Adult social care will be the first sector to benefit from new laws that will boost fairness at work, Labour deputy leader Angela Rayner has promised.
Under the “fair pay agreements” proposal, worker and employer representatives will be brought together by the government to establish and agree minimum pay, terms and conditions, which will be binding on all employers and workers.
Labour said the proposals would give all workers in social care “a proper voice” and prevent “providers who care about their staff and the people in their care” being undercut by “unscrupulous employers driving down standards across the sector”.
Other measures from a Labour government would include an immediate increase to the minimum wage to at least £10 per hour, the creation of a single status of “worker” for all but the genuinely self-employed, the right to flexible working for all workers from day one, and a ban on zero-hours contracts.
Speaking at the Labour Party conference in Brighton on Saturday, Rayner promised the “new deal for working people” would be signed into law within the first 100 days of a Labour government.

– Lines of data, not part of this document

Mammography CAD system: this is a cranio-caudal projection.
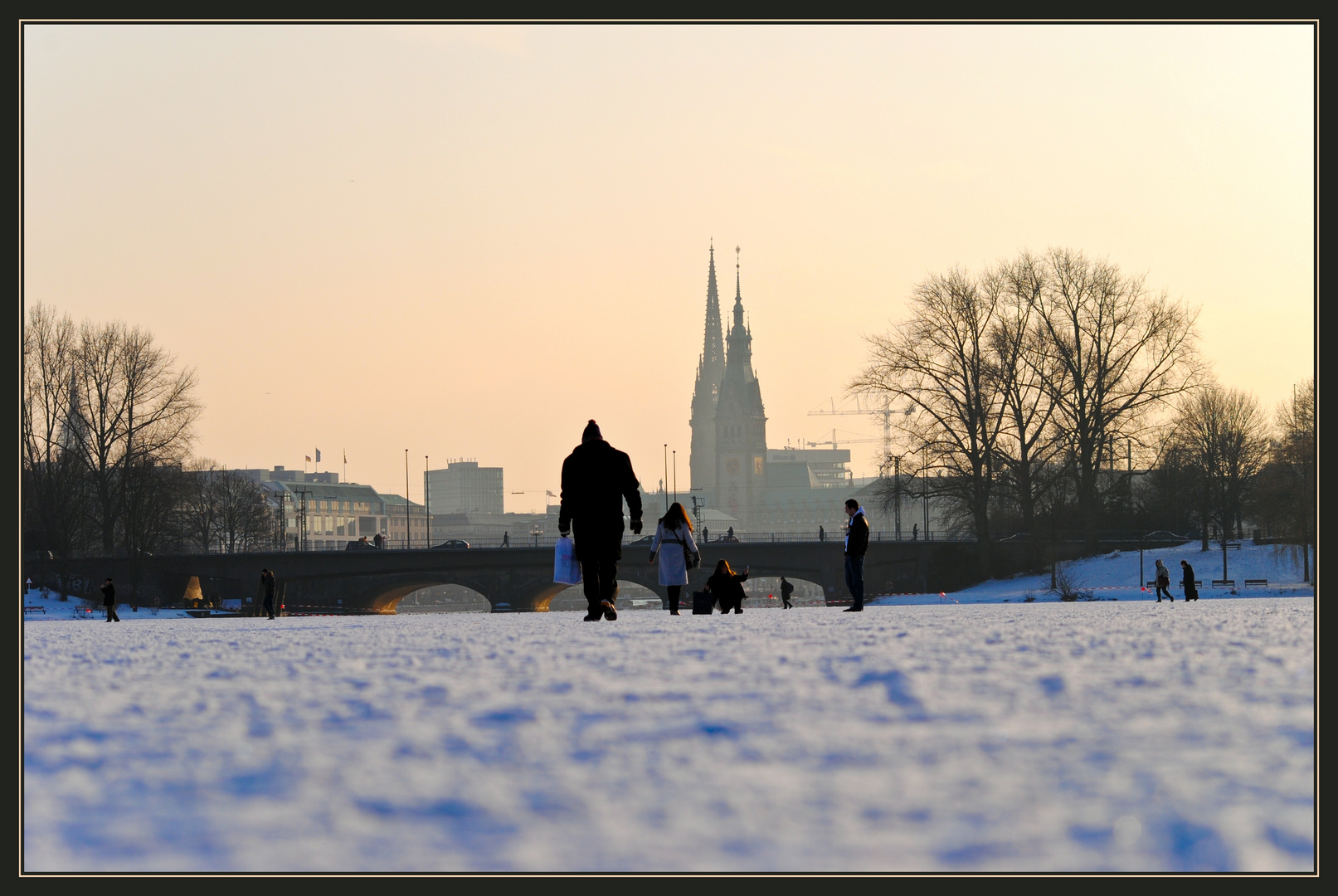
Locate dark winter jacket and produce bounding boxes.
[1180,563,1198,594]
[845,509,868,557]
[707,572,748,610]
[558,439,641,555]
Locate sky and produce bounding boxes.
[22,24,1316,512]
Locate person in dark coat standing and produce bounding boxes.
[260,570,275,619]
[1153,560,1175,603]
[1180,560,1199,601]
[844,498,868,612]
[558,420,641,622]
[707,559,748,614]
[102,575,120,622]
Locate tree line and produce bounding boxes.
[849,249,1316,572]
[20,304,280,558]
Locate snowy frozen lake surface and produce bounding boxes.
[22,596,1316,872]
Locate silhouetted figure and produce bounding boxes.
[649,501,701,616]
[558,420,641,622]
[260,570,275,619]
[844,498,868,612]
[1153,560,1175,603]
[1180,560,1199,601]
[707,559,748,614]
[102,577,120,622]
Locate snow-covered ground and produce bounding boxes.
[22,557,1316,870]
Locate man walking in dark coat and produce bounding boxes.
[260,570,275,619]
[844,498,868,612]
[558,420,641,622]
[102,575,120,622]
[1180,560,1199,601]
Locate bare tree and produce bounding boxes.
[1032,249,1204,551]
[74,315,199,553]
[849,270,1004,575]
[20,302,87,557]
[1251,380,1319,582]
[1175,387,1268,562]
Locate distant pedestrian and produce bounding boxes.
[844,498,868,612]
[260,570,275,619]
[1153,560,1175,603]
[1180,560,1199,601]
[649,501,701,616]
[705,559,748,614]
[102,575,120,622]
[558,420,641,622]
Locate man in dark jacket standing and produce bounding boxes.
[260,570,275,619]
[558,420,641,622]
[102,575,120,622]
[1180,560,1199,601]
[844,498,868,612]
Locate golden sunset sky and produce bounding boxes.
[22,24,1316,511]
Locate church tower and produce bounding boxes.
[713,247,766,524]
[688,241,725,489]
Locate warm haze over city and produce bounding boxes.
[22,24,1316,512]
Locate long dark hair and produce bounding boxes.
[659,501,692,533]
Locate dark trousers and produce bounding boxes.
[581,551,618,612]
[845,555,864,607]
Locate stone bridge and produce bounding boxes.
[22,542,1034,612]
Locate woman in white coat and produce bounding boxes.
[649,501,701,616]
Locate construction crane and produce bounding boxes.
[808,395,910,465]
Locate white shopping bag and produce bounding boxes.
[552,538,581,584]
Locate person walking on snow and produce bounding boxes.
[558,420,641,622]
[102,575,120,622]
[1155,560,1175,603]
[648,501,701,616]
[260,570,275,619]
[1180,560,1199,601]
[843,498,868,612]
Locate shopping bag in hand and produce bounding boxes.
[552,538,581,584]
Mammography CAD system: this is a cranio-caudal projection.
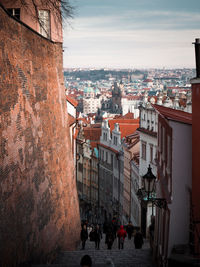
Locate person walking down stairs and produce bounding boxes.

She told delegates: “The next Labour government will bring together representatives of workers and employers to agree Fair Pay Agreements that will apply to every worker in each sector, starting in social care. Fair Pay Agreements will drive up pay, improve conditions in the workplace and stop bad bosses from exploiting their workers and driving down pay and standards for everyone.
“When Labour is in government there won’t just be a former social care worker and shop steward in the office of Deputy Prime Minister, working people will have a seat at the Cabinet table and their voices will be heard. The next Labour government will end poverty wages and insecure work for good.”
Commenting on the proposals, UNISON general secretary Christina McAnea said: “Fair pay agreements in care would stop the race to the bottom, rebuild the workforce and bring about investment in a vital public service.
“These proposals would bring much-needed standards and union representation to hundreds of thousands of care workers.
“Woeful sick pay and job insecurity are among the many problems highlighted by the pandemic. Labour’s plans would make a significant improvement to the rights of all workers.”